Oxytocin, the peptide that bonds the sexes also divides them

Significance To interpret and respond appropriately to social cues is a fundamental aspect of human nature that becomes impaired in many mental disorders. The past decade has witnessed unprecedented excitement across neuroscience, psychology, and psychiatry regarding the role of oxytocin in human social cognition and its potential therapeutic use. There is also a considerable long-established public interest in behavioral sex differences and the molecular and brain mechanisms responsible. The current findings provide the first mechanistic explanation, to our knowledge, for how this key social molecule has evolved sex-dependent actions on amygdala function to influence the salience and attractiveness of positive social attributes in women but negative ones in men. Facilitation of social attraction and bonding by the evolutionarily conserved neuropeptide oxytocin is well-established in female mammals.
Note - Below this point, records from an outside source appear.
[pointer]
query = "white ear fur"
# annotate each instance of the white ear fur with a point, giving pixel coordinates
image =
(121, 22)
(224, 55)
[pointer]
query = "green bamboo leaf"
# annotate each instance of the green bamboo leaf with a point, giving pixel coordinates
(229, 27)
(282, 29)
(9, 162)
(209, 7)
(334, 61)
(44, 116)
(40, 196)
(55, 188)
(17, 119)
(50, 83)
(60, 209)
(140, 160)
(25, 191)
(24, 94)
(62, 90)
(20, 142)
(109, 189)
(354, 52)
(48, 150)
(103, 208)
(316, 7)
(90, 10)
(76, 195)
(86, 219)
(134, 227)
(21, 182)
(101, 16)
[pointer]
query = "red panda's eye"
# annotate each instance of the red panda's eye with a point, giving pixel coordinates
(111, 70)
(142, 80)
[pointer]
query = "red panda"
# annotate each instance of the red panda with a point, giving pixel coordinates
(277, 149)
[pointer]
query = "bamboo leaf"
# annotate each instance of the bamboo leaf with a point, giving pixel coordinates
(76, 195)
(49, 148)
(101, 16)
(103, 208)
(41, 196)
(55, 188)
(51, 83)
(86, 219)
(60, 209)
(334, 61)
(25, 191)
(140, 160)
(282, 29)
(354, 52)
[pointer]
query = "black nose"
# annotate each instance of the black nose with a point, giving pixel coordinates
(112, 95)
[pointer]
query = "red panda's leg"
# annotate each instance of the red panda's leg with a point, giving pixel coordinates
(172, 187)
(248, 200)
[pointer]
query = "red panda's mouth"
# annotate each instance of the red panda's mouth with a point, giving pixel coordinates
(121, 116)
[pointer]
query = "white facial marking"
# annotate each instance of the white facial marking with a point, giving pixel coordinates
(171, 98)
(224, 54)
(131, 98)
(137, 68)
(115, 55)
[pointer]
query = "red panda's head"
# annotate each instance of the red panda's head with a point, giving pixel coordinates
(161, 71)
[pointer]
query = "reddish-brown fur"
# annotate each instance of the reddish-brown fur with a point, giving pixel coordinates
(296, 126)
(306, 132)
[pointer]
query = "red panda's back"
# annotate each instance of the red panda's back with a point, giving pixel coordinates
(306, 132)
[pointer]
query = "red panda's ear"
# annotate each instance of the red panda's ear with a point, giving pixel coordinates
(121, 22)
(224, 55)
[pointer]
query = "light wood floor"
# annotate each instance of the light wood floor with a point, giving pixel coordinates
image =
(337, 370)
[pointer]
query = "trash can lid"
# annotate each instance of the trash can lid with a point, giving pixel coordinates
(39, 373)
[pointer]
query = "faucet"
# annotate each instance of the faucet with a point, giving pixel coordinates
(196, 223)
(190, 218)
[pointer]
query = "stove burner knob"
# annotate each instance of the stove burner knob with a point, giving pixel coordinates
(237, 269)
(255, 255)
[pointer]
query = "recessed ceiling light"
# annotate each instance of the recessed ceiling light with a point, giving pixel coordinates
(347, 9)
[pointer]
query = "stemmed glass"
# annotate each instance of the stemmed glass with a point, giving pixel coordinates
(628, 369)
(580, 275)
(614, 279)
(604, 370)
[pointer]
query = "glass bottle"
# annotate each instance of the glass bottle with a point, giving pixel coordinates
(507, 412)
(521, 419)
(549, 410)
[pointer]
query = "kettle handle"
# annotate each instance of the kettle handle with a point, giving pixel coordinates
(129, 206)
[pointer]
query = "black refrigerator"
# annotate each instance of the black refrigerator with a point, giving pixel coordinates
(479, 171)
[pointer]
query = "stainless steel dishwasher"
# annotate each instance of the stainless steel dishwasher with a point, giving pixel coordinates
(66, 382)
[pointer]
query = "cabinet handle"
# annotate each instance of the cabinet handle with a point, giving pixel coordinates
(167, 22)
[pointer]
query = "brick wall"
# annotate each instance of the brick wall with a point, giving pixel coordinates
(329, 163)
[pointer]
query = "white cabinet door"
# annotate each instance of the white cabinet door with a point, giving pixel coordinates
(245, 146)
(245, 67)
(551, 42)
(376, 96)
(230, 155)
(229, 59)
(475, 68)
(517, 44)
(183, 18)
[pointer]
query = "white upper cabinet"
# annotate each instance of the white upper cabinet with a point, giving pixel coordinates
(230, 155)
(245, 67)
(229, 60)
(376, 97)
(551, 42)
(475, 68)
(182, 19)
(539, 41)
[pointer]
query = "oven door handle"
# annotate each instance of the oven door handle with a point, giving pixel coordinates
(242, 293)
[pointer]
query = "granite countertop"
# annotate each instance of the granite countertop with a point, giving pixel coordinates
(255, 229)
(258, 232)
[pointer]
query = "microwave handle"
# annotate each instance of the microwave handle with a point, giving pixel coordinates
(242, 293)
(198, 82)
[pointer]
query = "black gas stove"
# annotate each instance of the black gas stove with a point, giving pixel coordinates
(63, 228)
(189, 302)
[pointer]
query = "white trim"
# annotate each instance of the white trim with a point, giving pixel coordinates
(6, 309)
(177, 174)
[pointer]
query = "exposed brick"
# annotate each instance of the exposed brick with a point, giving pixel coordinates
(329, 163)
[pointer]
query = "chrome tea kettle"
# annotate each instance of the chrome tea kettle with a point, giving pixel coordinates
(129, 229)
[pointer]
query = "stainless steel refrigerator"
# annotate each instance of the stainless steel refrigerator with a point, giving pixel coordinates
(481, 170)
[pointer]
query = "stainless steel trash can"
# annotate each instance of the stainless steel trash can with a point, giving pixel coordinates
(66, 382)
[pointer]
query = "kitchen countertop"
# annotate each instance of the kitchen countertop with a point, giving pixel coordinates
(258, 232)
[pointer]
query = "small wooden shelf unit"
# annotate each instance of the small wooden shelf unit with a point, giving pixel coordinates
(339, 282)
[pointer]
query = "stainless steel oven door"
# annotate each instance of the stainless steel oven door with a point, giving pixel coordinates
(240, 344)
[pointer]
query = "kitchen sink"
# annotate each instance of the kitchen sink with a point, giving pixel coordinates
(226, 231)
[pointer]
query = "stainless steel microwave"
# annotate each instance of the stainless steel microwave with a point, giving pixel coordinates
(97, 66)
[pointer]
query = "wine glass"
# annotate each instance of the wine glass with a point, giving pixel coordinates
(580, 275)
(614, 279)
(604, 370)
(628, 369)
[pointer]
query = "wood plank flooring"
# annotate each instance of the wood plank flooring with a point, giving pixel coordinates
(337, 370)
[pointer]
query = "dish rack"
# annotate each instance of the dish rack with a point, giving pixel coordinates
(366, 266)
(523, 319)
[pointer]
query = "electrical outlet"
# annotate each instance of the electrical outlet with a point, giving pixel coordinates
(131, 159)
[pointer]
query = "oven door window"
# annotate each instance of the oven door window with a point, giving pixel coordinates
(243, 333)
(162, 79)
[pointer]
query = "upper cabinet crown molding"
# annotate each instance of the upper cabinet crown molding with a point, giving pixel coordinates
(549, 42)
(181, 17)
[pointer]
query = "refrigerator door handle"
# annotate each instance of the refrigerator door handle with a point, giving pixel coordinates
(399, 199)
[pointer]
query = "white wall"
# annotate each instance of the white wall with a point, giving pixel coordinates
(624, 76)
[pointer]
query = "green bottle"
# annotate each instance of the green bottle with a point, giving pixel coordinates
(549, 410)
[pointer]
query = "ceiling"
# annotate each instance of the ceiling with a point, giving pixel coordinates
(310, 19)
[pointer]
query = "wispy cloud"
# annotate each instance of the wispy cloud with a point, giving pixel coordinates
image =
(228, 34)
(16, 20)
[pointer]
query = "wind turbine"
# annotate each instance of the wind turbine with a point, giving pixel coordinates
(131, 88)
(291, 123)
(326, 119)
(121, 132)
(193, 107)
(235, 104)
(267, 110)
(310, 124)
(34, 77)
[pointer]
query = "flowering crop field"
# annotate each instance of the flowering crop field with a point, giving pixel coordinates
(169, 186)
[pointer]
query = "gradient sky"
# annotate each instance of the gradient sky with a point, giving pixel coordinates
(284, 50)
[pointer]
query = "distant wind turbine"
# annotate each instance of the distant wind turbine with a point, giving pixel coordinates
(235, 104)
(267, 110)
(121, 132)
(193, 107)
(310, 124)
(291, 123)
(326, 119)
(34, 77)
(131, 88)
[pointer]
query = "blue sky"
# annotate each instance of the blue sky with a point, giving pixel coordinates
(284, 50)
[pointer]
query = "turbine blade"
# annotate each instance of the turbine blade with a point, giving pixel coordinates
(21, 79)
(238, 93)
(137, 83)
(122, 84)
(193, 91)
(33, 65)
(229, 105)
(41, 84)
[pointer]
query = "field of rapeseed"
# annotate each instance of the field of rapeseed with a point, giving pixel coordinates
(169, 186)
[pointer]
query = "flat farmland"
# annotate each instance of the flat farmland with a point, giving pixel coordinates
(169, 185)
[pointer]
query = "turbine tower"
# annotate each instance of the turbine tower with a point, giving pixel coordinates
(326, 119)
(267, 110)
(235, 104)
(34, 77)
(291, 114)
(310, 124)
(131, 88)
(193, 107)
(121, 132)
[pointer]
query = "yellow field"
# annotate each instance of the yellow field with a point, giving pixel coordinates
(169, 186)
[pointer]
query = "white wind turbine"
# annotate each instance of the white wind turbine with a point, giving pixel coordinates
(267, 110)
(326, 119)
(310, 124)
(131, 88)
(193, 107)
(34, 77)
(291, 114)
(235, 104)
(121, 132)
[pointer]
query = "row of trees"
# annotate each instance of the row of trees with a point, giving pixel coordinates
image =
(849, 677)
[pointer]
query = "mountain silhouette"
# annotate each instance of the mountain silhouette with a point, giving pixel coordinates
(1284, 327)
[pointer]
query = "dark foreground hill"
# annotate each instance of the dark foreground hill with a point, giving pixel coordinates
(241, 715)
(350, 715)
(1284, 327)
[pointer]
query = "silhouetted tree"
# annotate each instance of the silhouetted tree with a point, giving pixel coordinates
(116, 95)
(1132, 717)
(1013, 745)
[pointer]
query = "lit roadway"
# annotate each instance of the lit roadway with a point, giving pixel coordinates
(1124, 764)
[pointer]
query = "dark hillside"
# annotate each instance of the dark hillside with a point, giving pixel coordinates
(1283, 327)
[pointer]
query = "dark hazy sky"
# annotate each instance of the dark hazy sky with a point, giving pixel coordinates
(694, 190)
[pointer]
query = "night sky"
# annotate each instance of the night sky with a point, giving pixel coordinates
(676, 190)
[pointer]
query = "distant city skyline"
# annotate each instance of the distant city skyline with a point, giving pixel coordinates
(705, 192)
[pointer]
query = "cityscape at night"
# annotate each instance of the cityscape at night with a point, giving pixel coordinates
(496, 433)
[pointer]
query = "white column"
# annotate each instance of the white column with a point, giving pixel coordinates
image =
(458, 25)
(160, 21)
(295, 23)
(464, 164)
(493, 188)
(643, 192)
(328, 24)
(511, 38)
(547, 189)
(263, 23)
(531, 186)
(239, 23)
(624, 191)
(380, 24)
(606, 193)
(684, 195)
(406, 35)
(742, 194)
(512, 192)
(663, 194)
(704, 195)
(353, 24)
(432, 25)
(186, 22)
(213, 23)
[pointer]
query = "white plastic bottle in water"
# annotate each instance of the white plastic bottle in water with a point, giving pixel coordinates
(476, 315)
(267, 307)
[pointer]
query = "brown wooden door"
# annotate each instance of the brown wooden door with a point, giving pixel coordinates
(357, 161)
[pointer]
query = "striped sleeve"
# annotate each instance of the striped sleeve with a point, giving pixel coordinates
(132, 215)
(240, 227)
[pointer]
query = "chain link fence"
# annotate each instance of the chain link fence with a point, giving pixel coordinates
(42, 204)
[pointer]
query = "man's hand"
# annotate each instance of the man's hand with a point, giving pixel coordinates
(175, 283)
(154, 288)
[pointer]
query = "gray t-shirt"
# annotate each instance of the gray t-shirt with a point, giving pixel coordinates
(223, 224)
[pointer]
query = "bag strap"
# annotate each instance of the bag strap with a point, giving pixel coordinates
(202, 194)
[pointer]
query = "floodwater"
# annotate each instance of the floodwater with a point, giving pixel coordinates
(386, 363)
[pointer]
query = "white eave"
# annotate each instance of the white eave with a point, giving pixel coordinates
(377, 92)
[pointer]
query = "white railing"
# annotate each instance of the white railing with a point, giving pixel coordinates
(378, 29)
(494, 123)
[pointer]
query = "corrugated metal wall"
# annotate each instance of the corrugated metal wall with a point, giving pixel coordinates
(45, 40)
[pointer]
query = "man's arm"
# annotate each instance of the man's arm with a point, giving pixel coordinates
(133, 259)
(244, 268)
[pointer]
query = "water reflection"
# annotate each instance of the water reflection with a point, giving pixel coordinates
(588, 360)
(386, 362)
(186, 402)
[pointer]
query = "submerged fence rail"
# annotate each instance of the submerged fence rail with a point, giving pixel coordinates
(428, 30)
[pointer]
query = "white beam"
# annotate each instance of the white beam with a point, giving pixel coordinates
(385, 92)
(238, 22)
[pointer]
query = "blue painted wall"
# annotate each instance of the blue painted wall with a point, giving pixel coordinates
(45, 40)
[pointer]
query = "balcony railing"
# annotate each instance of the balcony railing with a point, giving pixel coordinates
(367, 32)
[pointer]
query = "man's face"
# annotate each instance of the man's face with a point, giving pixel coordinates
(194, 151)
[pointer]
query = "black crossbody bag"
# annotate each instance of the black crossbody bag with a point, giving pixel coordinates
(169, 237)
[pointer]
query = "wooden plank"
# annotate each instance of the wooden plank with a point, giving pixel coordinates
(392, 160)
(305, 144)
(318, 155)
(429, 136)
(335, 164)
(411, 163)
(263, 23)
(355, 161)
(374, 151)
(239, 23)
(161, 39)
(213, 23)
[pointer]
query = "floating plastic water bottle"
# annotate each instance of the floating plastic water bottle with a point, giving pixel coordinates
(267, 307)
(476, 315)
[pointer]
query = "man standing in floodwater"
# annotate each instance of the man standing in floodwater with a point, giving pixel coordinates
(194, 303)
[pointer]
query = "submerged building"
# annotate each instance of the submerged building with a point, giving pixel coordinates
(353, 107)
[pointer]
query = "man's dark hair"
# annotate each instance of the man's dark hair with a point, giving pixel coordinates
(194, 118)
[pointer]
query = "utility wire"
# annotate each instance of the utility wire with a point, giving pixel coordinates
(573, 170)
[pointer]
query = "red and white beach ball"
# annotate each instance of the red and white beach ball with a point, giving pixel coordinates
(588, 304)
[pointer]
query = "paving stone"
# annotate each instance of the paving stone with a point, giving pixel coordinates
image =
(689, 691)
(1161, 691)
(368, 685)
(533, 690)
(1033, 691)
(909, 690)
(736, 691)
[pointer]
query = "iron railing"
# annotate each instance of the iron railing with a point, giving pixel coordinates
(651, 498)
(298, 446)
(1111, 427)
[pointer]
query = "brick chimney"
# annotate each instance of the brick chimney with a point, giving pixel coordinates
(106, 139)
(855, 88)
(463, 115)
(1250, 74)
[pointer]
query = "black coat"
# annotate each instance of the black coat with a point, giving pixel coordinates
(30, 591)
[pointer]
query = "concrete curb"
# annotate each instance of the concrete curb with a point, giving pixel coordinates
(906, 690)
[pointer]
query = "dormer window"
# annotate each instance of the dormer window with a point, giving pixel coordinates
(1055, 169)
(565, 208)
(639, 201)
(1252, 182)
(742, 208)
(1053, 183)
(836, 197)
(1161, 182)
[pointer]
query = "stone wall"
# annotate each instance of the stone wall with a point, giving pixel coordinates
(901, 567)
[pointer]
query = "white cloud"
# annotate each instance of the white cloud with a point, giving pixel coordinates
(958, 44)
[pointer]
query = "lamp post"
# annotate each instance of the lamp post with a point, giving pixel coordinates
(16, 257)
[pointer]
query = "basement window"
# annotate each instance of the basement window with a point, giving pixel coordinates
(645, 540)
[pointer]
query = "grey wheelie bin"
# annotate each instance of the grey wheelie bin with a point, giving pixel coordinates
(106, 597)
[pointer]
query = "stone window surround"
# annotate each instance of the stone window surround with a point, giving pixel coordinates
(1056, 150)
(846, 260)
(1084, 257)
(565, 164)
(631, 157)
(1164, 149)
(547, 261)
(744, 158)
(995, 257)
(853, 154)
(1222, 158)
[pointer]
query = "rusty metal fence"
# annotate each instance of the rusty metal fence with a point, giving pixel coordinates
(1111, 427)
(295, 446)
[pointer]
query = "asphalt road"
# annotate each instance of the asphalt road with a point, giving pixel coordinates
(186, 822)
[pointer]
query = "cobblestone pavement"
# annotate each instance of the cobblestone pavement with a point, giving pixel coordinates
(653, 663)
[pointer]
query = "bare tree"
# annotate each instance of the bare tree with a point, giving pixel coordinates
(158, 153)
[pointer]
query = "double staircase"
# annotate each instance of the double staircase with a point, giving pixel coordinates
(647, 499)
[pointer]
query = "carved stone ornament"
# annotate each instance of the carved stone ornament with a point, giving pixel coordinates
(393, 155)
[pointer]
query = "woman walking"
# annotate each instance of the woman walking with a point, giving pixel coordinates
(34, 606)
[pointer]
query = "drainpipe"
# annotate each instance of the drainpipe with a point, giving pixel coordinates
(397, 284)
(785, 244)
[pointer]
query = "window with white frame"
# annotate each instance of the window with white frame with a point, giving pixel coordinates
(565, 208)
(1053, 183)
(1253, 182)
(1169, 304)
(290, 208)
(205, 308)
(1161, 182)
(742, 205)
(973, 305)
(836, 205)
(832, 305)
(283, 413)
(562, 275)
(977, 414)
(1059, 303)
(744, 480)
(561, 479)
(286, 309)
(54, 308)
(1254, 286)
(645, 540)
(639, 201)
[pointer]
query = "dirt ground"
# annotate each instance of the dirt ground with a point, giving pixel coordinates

However, accumulating behavioral evidence suggests that oxytocin may have evolved sex-specific functional roles in the domain of human social cognition. A critical question is how oxytocin differentially modulates neural processing of social information in men and women, leading to divergent behavioral responses. Here we show that intranasal oxytocin treatment produces sex- and valence-dependent increases in amygdala activation when women view individuals identified as praising others but in men those who criticize them. Women subsequently show increased liking for the faces of these individuals, whereas in men it is reduced. Thus, oxytocin may act differentially via the amygdala to enhance the salience of positive social attributes in women but negative ones in men. We hypothesize that oxytocin may have evolved different but complementary roles to help ensure successful reproduction by encouraging mothers to promote a prosocial rearing environment for offspring and fathers to protect against antisocial influences.